Making money in the metaverse: Early adopters seek real-life fortunes in virtual world
Watch the CBS Reports documentary "Welcome to the Metaverse" in the video player above. It premieres on CBS News streaming Sunday, March 27, at 8 p.m., 11 p.m. and 2 a.m. ET.
The metaverse has recently become a buzzword in the tech world and beyond. It represents a further migration from the real world to a digital reality, and it's also a place where users can own their virtual assets thanks to the blockchain. Blockchain, the underlying technology of cryptocurrency, is a digital ledger that records transactions and securely tracks digital assets.
In the metaverse, these assets can be digital art, video game characters and even parcels of virtual land, which have seen meteoric rises in value in the last year.

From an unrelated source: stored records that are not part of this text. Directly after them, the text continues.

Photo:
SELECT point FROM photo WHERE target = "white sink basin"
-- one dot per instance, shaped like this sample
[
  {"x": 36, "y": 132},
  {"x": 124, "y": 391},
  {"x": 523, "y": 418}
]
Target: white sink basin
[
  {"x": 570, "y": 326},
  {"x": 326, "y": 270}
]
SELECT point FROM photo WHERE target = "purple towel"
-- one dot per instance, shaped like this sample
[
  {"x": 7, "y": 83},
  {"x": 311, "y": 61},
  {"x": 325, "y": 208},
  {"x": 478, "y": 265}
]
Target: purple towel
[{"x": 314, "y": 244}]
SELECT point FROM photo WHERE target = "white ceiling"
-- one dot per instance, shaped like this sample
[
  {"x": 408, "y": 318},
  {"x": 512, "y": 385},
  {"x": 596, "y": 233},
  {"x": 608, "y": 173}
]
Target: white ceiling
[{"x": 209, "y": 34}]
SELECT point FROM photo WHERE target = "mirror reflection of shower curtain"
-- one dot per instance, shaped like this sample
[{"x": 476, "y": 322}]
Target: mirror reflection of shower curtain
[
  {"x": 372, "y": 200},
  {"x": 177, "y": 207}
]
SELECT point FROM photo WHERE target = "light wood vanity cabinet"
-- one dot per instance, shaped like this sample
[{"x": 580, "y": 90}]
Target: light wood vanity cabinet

In November 2021, a plot of land in the virtual world Decentraland sold for $2.4 million.
Some early adopters of the metaverse are making real-life fortunes in the virtual world — though it's not without risk.
Kevin "KevinOnEarth" Clark
Kevin Clark says he was first attracted to the metaverse after feeling cut off from the world during the COVID-19 pandemic. Clark used the metaverse to reconnect with people and go to virtual events while much of the real world was shut down.
"That was sort of the moment when I realized that something that was taken away from us could be reaccessed through the metaverse," he said.
Clark first bought land in Decentraland at the end of 2020 for $700. Today he says it could sell for over $20,000. Clark used his land to build a metaverse news station. His show, "The Decentraland Report," is live-streamed on Twitch. His goal is to tell the stories of the metaverse's early adopters and document the history of Decentraland.
"I said, I am the Decentraland reporter here on the scene," Clark says. "I showed up somewhere, started interviewing people and just asking them, 'Why are you here? What was your inspiration?' And then from there just people in the community were like, 'I want my story told too.'"
The digital assets that help make up the metaverse are known as NFTs, or non-fungible tokens. Each NFT is a completely unique digital asset — unlike bitcoin, which are interchangeable. An NFT can take the form of parcels of virtual land, music or digital art.
Jaiden Stipp, 15, started making art in July of 2020. His work, entirely digital, drew inspiration from Nintendo and video games like Kirby. In February 2021, less than a year after starting, he decided to "mint" one of his pieces — turning a digital file into a NFT.
"I didn't even know what an NFT was at the time," he recalls. "I just minted it because I thought it was cool, you know."
Stipp was hoping his piece could sell for $50, but within two days the bidding was already into the hundreds. His piece then attracted the attention of FEWOCiOUS, one of the NFT world's most popular artists. FEWOCiOUS placed a public bid on Stipp's work, which sent the price skyrocketing. Eventually it sold for 20 Ethereum — valued then at over $30,000. Stipp minted four more pieces that week, with each NFT selling for more than $30,000.
"I have no idea how much money I have made over the past year, all I know is that it is definitely over a million in sales," Stipp says.
After growing up in Kenya, Brenda Gentry spent more than a decade working as a mortgage underwriter for USAA. She says she loved working there but wanted more than the traditional 9-to-5 job.
"A friend of mine at the bank retired last year," Gentry said. "And she kept saying, 'Hey girl, just keep going, you got 20 more years to go.' When she said that I think it made me sad."
Gentry's daughter Cynthia studied computer science in college and started becoming interested in blockchain technology.
"My daughter goes to college and she's like, 'I don't like computer science, mom. I don't like computer engineering,'" Gentry said. "We're talking about a different technology now. We're talking about blockchain. And it became a conversation where every time she talked about it, it would excite her."
She followed her daughter into the world of digital assets, buying cryptocurrency and NFTs and developing a social media following as "Cryptomom."
Soon, Gentry was getting involved in consulting for Web3 products — Web3 being the much-hyped next phase of the internet, including innovations like NFTs and cryptocurrency — and advising NFT creators on how to launch products. After 15 years in banking, Brenda was able to quit her job and, along her daughters, start Gentry Media Productions, an NFT marketing company.
"Before I got in crypto, I was making about $4,000 per month," Gentry says. "[Now on] the investment side, I am doing well — where I'm like, hey, seven figures here in a bit. But yeah, I'm doing good. I'll just say that."